Henry sighed. “But you’re here now.”
“That’s not the same!”
“Yes, it is,” said Henry. A pair of basketball shoes fell on the rug out of nowhere, and there was a rain of socks, six in all, distributed picturesquely around the room. A pot with a dried-up houseplant in it appeared on the windowsill. “It’s absolutely the same now.”
“No, it isn’t,” I said firmly. “Because this is still a dream. My dream, to be precise. We never meet at your place—why not?”
“If that’s the trouble, we can go there now.” Henry pointed at the green door. “I’ll show you all the photos, and you can tell me what your problem with the beckoning cat is.”

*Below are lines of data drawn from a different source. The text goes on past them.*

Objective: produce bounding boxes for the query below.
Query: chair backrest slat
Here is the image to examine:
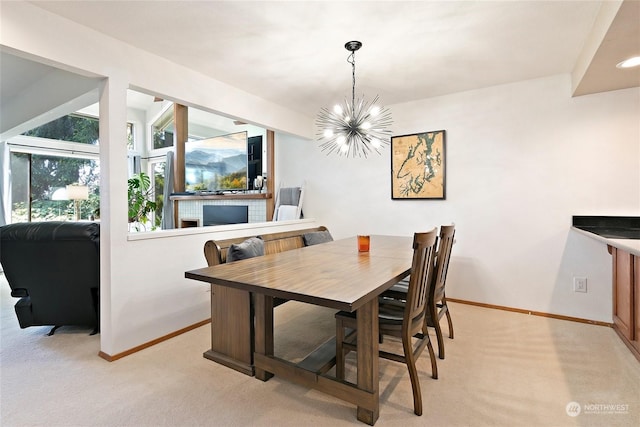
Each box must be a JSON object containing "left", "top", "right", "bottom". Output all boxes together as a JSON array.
[
  {"left": 432, "top": 225, "right": 455, "bottom": 301},
  {"left": 404, "top": 228, "right": 438, "bottom": 335}
]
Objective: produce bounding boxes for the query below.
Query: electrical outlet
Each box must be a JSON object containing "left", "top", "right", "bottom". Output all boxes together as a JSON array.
[{"left": 573, "top": 277, "right": 587, "bottom": 293}]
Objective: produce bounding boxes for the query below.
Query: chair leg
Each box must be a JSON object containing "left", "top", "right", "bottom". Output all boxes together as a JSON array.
[
  {"left": 429, "top": 304, "right": 444, "bottom": 359},
  {"left": 423, "top": 328, "right": 438, "bottom": 380},
  {"left": 336, "top": 320, "right": 345, "bottom": 380},
  {"left": 402, "top": 336, "right": 422, "bottom": 415},
  {"left": 442, "top": 298, "right": 453, "bottom": 339}
]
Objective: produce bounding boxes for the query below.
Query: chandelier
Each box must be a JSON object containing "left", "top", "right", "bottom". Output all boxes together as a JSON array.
[{"left": 316, "top": 41, "right": 392, "bottom": 157}]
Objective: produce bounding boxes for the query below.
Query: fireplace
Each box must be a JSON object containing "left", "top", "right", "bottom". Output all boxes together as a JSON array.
[{"left": 202, "top": 205, "right": 249, "bottom": 226}]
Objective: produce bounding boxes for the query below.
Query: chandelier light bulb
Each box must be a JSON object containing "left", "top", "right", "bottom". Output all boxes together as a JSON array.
[{"left": 316, "top": 41, "right": 392, "bottom": 157}]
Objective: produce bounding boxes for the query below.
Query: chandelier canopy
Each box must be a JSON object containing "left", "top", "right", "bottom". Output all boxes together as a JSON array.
[{"left": 316, "top": 41, "right": 392, "bottom": 157}]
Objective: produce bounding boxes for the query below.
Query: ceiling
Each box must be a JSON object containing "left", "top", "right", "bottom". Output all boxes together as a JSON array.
[{"left": 2, "top": 0, "right": 640, "bottom": 136}]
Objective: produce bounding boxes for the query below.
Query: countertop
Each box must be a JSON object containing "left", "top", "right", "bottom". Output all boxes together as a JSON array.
[{"left": 571, "top": 216, "right": 640, "bottom": 256}]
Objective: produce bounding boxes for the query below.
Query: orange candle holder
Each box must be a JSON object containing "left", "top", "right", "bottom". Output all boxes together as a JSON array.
[{"left": 358, "top": 235, "right": 370, "bottom": 252}]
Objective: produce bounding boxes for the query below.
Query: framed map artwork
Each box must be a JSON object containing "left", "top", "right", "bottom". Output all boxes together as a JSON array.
[{"left": 391, "top": 130, "right": 446, "bottom": 200}]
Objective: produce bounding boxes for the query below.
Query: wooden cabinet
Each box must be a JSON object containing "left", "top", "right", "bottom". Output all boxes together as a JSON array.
[{"left": 610, "top": 247, "right": 640, "bottom": 360}]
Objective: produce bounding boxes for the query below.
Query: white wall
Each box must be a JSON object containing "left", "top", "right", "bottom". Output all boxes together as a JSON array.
[{"left": 276, "top": 75, "right": 640, "bottom": 322}]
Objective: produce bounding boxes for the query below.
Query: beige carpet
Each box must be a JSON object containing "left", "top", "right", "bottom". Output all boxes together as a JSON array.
[{"left": 0, "top": 277, "right": 640, "bottom": 427}]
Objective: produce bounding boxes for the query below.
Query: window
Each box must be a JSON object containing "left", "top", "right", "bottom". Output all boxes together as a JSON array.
[
  {"left": 23, "top": 114, "right": 99, "bottom": 145},
  {"left": 8, "top": 114, "right": 100, "bottom": 222},
  {"left": 10, "top": 152, "right": 100, "bottom": 222}
]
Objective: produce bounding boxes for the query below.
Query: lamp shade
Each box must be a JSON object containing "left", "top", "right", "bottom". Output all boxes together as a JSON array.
[
  {"left": 67, "top": 185, "right": 89, "bottom": 200},
  {"left": 51, "top": 188, "right": 69, "bottom": 200}
]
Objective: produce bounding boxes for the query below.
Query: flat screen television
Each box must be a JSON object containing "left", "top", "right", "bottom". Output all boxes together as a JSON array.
[
  {"left": 202, "top": 205, "right": 249, "bottom": 226},
  {"left": 184, "top": 131, "right": 248, "bottom": 191}
]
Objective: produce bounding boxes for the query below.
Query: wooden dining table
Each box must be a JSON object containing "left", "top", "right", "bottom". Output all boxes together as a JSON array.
[{"left": 185, "top": 235, "right": 413, "bottom": 425}]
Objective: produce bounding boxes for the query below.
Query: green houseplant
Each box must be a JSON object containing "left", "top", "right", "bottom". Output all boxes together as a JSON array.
[{"left": 127, "top": 172, "right": 156, "bottom": 231}]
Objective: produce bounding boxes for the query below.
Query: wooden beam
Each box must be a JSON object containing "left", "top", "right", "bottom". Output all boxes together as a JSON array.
[{"left": 173, "top": 104, "right": 189, "bottom": 192}]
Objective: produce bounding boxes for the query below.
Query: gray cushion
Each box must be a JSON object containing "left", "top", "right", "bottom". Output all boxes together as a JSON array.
[
  {"left": 302, "top": 230, "right": 333, "bottom": 246},
  {"left": 227, "top": 237, "right": 264, "bottom": 262}
]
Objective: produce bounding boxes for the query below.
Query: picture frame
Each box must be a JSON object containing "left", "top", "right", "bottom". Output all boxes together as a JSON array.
[{"left": 391, "top": 130, "right": 446, "bottom": 200}]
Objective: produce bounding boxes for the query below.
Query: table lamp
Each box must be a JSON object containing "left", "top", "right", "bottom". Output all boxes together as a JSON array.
[{"left": 67, "top": 184, "right": 89, "bottom": 221}]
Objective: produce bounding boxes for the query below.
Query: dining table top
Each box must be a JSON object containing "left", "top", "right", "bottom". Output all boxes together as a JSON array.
[{"left": 185, "top": 235, "right": 413, "bottom": 311}]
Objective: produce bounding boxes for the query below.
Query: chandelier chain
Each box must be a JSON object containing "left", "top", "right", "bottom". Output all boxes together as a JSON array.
[
  {"left": 347, "top": 51, "right": 356, "bottom": 109},
  {"left": 316, "top": 40, "right": 392, "bottom": 157}
]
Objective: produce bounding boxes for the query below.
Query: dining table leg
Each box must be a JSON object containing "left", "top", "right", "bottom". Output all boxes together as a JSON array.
[
  {"left": 253, "top": 293, "right": 274, "bottom": 381},
  {"left": 356, "top": 298, "right": 380, "bottom": 425}
]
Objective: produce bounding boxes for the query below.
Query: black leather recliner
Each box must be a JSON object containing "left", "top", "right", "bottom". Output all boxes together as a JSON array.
[{"left": 0, "top": 221, "right": 100, "bottom": 335}]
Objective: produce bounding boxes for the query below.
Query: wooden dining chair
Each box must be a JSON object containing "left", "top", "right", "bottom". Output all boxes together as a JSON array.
[
  {"left": 380, "top": 225, "right": 455, "bottom": 359},
  {"left": 335, "top": 229, "right": 438, "bottom": 415}
]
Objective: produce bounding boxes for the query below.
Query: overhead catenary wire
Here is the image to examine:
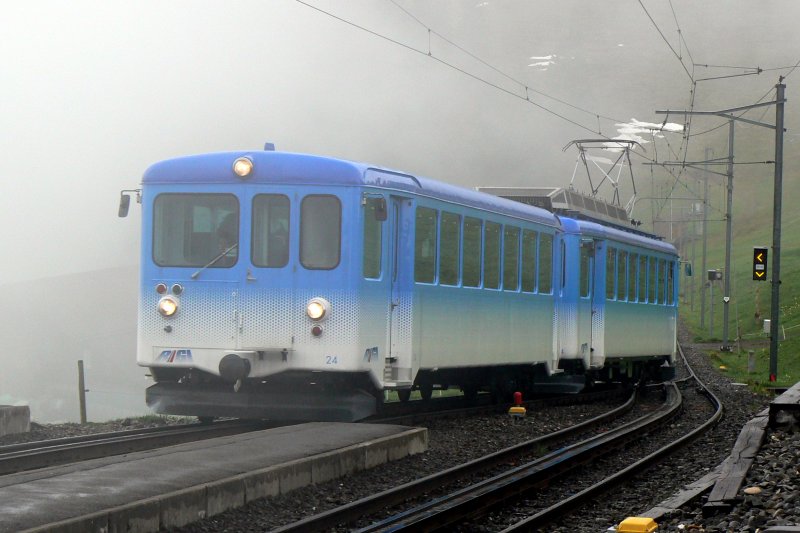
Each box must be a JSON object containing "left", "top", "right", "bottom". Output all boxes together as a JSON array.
[
  {"left": 295, "top": 0, "right": 627, "bottom": 137},
  {"left": 295, "top": 0, "right": 752, "bottom": 227}
]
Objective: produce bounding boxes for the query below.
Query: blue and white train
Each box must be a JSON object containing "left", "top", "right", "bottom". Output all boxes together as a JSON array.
[{"left": 120, "top": 145, "right": 679, "bottom": 420}]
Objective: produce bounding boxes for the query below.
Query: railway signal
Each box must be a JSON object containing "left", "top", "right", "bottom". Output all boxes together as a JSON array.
[{"left": 753, "top": 246, "right": 767, "bottom": 281}]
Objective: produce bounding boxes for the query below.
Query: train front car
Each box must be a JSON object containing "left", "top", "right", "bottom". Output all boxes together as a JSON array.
[{"left": 138, "top": 151, "right": 385, "bottom": 420}]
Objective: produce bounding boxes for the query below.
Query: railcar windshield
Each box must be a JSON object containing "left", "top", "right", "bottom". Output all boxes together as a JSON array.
[{"left": 153, "top": 193, "right": 239, "bottom": 268}]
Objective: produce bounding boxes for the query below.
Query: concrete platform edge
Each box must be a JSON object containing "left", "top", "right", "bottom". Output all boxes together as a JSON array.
[{"left": 17, "top": 428, "right": 428, "bottom": 533}]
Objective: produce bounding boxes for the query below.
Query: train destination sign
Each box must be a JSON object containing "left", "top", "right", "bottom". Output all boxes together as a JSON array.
[{"left": 753, "top": 246, "right": 767, "bottom": 281}]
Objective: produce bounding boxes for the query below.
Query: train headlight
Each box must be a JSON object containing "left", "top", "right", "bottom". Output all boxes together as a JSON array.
[
  {"left": 158, "top": 296, "right": 178, "bottom": 316},
  {"left": 233, "top": 157, "right": 253, "bottom": 178},
  {"left": 306, "top": 298, "right": 331, "bottom": 320}
]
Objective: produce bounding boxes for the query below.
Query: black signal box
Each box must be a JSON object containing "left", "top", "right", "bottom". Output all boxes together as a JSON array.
[{"left": 753, "top": 246, "right": 767, "bottom": 281}]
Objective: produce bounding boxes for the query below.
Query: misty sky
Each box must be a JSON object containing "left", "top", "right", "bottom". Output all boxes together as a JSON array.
[{"left": 0, "top": 0, "right": 800, "bottom": 285}]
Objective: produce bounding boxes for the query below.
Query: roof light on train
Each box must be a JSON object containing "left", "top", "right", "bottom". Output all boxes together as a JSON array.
[
  {"left": 306, "top": 298, "right": 331, "bottom": 320},
  {"left": 233, "top": 157, "right": 253, "bottom": 178},
  {"left": 158, "top": 296, "right": 178, "bottom": 317}
]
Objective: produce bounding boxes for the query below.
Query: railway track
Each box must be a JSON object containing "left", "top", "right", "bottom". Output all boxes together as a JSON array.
[
  {"left": 276, "top": 342, "right": 721, "bottom": 532},
  {"left": 268, "top": 386, "right": 635, "bottom": 533},
  {"left": 0, "top": 384, "right": 621, "bottom": 475},
  {"left": 0, "top": 420, "right": 275, "bottom": 475}
]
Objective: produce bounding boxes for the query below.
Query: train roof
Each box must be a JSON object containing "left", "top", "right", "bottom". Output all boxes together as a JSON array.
[
  {"left": 142, "top": 150, "right": 561, "bottom": 227},
  {"left": 564, "top": 220, "right": 678, "bottom": 255}
]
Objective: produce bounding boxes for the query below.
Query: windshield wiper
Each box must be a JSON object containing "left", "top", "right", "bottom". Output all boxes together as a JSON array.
[{"left": 192, "top": 242, "right": 239, "bottom": 279}]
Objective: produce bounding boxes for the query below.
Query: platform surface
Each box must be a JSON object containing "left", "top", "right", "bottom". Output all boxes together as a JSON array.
[{"left": 0, "top": 422, "right": 427, "bottom": 532}]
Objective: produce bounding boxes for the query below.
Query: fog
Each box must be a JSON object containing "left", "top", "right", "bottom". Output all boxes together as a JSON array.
[{"left": 0, "top": 0, "right": 800, "bottom": 421}]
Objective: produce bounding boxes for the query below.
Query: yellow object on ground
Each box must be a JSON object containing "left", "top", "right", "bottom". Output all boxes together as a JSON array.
[{"left": 617, "top": 516, "right": 658, "bottom": 533}]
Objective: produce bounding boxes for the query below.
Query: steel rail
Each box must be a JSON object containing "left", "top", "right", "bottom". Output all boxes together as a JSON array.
[
  {"left": 358, "top": 384, "right": 682, "bottom": 533},
  {"left": 502, "top": 345, "right": 723, "bottom": 533},
  {"left": 0, "top": 420, "right": 275, "bottom": 475},
  {"left": 274, "top": 391, "right": 636, "bottom": 533}
]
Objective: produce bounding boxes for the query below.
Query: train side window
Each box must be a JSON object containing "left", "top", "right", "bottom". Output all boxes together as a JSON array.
[
  {"left": 414, "top": 207, "right": 438, "bottom": 283},
  {"left": 251, "top": 194, "right": 289, "bottom": 268},
  {"left": 617, "top": 250, "right": 628, "bottom": 302},
  {"left": 638, "top": 255, "right": 647, "bottom": 303},
  {"left": 647, "top": 257, "right": 658, "bottom": 304},
  {"left": 503, "top": 226, "right": 519, "bottom": 291},
  {"left": 667, "top": 261, "right": 675, "bottom": 305},
  {"left": 362, "top": 198, "right": 386, "bottom": 279},
  {"left": 439, "top": 211, "right": 461, "bottom": 285},
  {"left": 628, "top": 254, "right": 639, "bottom": 302},
  {"left": 538, "top": 233, "right": 553, "bottom": 294},
  {"left": 464, "top": 217, "right": 483, "bottom": 287},
  {"left": 483, "top": 222, "right": 500, "bottom": 289},
  {"left": 300, "top": 194, "right": 342, "bottom": 270},
  {"left": 522, "top": 229, "right": 536, "bottom": 292},
  {"left": 580, "top": 242, "right": 594, "bottom": 298},
  {"left": 606, "top": 246, "right": 617, "bottom": 300}
]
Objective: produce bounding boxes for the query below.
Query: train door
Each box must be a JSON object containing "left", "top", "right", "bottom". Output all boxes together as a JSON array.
[
  {"left": 384, "top": 196, "right": 414, "bottom": 388},
  {"left": 578, "top": 239, "right": 597, "bottom": 370}
]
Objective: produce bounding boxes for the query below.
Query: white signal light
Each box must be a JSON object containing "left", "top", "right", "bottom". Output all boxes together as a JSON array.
[
  {"left": 306, "top": 298, "right": 330, "bottom": 320},
  {"left": 233, "top": 157, "right": 253, "bottom": 178},
  {"left": 158, "top": 296, "right": 178, "bottom": 317}
]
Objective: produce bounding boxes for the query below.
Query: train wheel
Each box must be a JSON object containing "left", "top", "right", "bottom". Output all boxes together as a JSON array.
[
  {"left": 463, "top": 385, "right": 478, "bottom": 402},
  {"left": 419, "top": 383, "right": 433, "bottom": 401}
]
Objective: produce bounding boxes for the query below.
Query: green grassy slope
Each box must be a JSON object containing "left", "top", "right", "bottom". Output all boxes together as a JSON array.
[{"left": 661, "top": 126, "right": 800, "bottom": 386}]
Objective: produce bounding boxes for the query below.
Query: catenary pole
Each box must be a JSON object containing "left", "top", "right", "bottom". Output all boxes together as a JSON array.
[
  {"left": 700, "top": 147, "right": 714, "bottom": 331},
  {"left": 769, "top": 81, "right": 786, "bottom": 381},
  {"left": 720, "top": 119, "right": 734, "bottom": 352}
]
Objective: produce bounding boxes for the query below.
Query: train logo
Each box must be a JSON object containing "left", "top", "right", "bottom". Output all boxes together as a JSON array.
[{"left": 156, "top": 350, "right": 193, "bottom": 363}]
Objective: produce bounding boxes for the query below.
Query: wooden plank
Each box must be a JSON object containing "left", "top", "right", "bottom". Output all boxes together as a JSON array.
[
  {"left": 703, "top": 409, "right": 770, "bottom": 513},
  {"left": 639, "top": 464, "right": 722, "bottom": 522},
  {"left": 769, "top": 381, "right": 800, "bottom": 427}
]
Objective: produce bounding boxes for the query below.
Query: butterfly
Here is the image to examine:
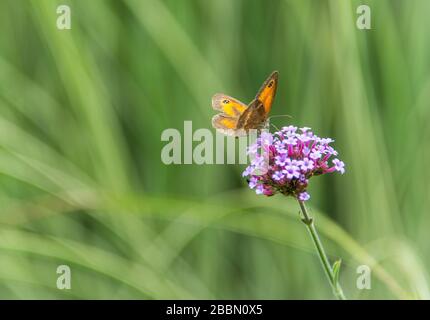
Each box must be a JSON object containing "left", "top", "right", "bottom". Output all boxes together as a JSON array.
[{"left": 212, "top": 71, "right": 278, "bottom": 136}]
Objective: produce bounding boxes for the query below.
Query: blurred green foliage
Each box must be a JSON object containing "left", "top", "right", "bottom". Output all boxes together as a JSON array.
[{"left": 0, "top": 0, "right": 430, "bottom": 299}]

“I’m talking about the real—”
I was interrupted by a scream. Someone shouted Henry’s name. And at the same moment he disappeared, taking his room with him.
I was left alone with my green door on an enormous Union Jack flag, staring frustrated at the void.
TITTLE-TATTLE BLOG
The Frognal Academy Tittle-Tattle Blog, with all the latest gossip, the best rumors, and the hottest scandals from our school.
ABOUT ME:
My name is Secrecy—I’m right here among you, and I know all your secrets.
7 January
Welcome back to the treadmill. So here we are: This is the first school day at the Frognal Academy minus Jasper Grant. And instead the kids at the Lycée Baudelaire in the little town of Beauvais, France, are meeting a new student today. According to my research, there’s nothing at all interesting in Beauvais (apart from the wine they make with grapes from those parts. And the bus to Paris). The school doesn’t even have a basketball team. So there won’t be anything for Jasper to do but study.